The hardware and bandwidth for this mirror is donated by dogado GmbH, the Webhosting and Full Service-Cloud Provider. Check out our Wordpress Tutorial.
If you wish to report a bug, or if you are interested in having us mirror your free-software or open-source project, please feel free to contact us at mirror[@]dogado.de.

Type: Package
Title: Tidy Statistical Summaries for Exploratory Data Analysis
Version: 0.1.0
Description: Provides a tidy set of functions for summarising data, including descriptive statistics, frequency tables with normality testing, and group-wise significance testing. Designed for fast, readable, and easy exploration of both numeric and categorical data.
Maintainer: Kleanthis Koupidis <kleanthis.koupidis@gmail.com>
URL: https://github.com/kleanthisk10/tidySummaries
BugReports: https://github.com/kleanthisk10/tidySummaries/issues
License: MIT + file LICENSE
Encoding: UTF-8
Depends: R (≥ 4.1.0)
Imports: magrittr, tidyr, dplyr, tibble, purrr, stats, crayon, rlang
RoxygenNote: 7.3.2
Suggests: ggplot2, testthat, knitr, rmarkdown
NeedsCompilation: no
Packaged: 2025-05-01 19:58:17 UTC; Akis
Author: Kleanthis Koupidis [aut, cre], Nikolaos Koupidis [aut]
Repository: CRAN
Date/Publication: 2025-05-05 10:10:02 UTC

Select Non-Numeric Columns

Description

Returns a tibble with only the non-numeric columns of the input, and optionally drops rows with NAs.

Usage

select_non_numeric_cols(dataset, remove_na = FALSE)

Arguments

dataset

A vector, matrix, data frame, or tibble.

remove_na

Logical. If TRUE, rows with any NA values will be dropped. Default is FALSE.

Value

A tibble with only non-numeric columns.

Examples

select_non_numeric_cols(iris)

df <- tibble::tibble(a = 1:6, b = c("x", "y", NA, NA, "z", NA))
select_non_numeric_cols(df, remove_na = TRUE)

Select Numeric Columns

Description

Returns a tibble with only the numeric columns of the input, and optionally drops rows with NAs.

Usage

select_numeric_cols(dataset, remove_na = FALSE)

Arguments

dataset

A vector, matrix, data frame, or tibble.

remove_na

Logical. If TRUE, rows with any NA values will be dropped. Default is FALSE.

Value

A tibble with only numeric columns.

Examples

select_numeric_cols(iris)

Multiple Pattern-Replacement Substitutions

Description

Applies multiple regular expression substitutions to a character vector or a specific column of a data frame. Performs replacements sequentially

Usage

str_replace_many(x, pattern, replacement, column = NULL, ...)

Arguments

x

A character vector or a data frame containing the text to modify.

pattern

A character vector of regular expressions to match.

replacement

A character vector of replacement strings, same length as 'pattern'.

column

Optional. If 'x' is a data frame, the name of the character column to apply the replacements to.

...

Additional arguments passed to 'gsub()', such as 'ignore.case = TRUE'.

Value

- If 'x' is a character vector, returns a modified character vector. - If 'x' is a data frame, returns the data frame with the specified column modified.

Examples

# Example on a character vector
text <- c("The cat and the dog", "dog runs fast", "no animals")
str_replace_many(text, pattern = c("cat", "dog"), replacement = c("lion", "wolf"))

# Example on a data frame
library(tibble)
df <- tibble(id = 1:3, text = c("The cat sleeps", "dog runs fast", "no pets"))
str_replace_many(df, pattern = c("cat", "dog"), replacement = c("lion", "wolf"), column = "text")

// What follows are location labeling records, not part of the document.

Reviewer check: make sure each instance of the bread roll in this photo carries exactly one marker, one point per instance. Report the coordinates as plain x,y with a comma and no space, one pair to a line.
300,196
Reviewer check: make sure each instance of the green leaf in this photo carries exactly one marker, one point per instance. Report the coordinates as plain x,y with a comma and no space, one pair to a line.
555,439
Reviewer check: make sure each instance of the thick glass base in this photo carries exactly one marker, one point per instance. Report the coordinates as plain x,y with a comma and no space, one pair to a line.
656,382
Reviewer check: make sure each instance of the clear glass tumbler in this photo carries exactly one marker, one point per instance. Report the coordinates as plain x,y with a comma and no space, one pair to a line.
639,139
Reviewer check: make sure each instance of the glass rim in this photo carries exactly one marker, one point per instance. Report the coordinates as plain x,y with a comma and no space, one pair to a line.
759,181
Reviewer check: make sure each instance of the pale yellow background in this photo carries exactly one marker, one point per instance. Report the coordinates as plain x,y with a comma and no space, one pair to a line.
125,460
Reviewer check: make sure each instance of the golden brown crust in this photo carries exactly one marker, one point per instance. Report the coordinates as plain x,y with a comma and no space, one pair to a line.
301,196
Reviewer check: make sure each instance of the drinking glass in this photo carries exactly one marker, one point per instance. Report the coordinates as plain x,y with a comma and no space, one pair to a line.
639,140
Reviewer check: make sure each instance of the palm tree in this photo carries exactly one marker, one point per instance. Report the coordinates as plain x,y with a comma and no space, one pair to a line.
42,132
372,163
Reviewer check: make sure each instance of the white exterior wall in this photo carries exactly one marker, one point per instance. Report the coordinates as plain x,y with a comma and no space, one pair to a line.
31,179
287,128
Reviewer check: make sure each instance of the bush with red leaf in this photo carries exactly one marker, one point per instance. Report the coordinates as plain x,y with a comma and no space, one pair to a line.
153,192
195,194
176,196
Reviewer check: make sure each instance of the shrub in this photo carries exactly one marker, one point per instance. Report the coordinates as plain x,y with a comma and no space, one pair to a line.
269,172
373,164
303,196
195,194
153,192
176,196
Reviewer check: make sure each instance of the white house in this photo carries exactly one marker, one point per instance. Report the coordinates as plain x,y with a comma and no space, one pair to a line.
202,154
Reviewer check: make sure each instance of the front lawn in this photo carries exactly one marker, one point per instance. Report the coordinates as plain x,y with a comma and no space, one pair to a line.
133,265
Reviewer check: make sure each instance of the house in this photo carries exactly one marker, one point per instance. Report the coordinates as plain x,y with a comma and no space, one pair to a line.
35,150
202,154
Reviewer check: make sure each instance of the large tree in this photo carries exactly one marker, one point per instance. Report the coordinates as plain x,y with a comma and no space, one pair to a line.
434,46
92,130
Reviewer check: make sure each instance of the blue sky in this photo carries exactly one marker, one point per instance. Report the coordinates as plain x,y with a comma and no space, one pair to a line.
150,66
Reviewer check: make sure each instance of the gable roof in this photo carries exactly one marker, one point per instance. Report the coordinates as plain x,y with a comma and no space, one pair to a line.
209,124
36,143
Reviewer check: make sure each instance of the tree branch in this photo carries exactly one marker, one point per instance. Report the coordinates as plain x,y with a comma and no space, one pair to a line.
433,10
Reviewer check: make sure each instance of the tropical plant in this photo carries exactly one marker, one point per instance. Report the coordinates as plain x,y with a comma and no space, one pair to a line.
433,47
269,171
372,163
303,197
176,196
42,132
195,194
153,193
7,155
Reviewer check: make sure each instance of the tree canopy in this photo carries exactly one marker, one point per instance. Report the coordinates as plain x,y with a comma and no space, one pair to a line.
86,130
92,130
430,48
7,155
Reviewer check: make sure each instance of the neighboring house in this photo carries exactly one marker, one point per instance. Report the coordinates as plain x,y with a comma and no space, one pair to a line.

Summarise Boxplot Statistics with Outliers

Description

Computes the five-number summary (min, Q1, median, Q3, max), interquartile range (IQR), range, and outliers for each numeric variable in a data frame or a numeric vector.

Usage

summarise_boxplot_stats(x)

Arguments

x

A numeric vector, matrix, data frame, or tibble.

Value

A tibble with columns: 'variable', 'min', 'q1', 'median', 'q3', 'max', 'iqr', 'range', 'n_outliers', 'outliers'.

Examples

summarise_boxplot_stats(iris)
summarise_boxplot_stats(iris$Sepal.Width)
summarise_boxplot_stats(data.frame(a = c(rnorm(98), 10, NA)))


Summarise Coefficient of Variation

Description

Calculates the coefficient of variation (CV = sd / mean) for numeric vectors, matrices, data frames, or tibbles.

Usage

summarise_coef_of_variation(x)

Arguments

x

A numeric vector, matrix, data frame, or tibble.

Value

A tibble: - If input has one numeric column or is a numeric vector: a tibble with a single value. - If input has multiple numeric columns: a tibble with variable names and coefficient of variation values.

Examples

summarise_coef_of_variation(iris)
summarise_coef_of_variation(iris$Petal.Length)
summarise_coef_of_variation(data.frame(a = rnorm(100), b = runif(100)))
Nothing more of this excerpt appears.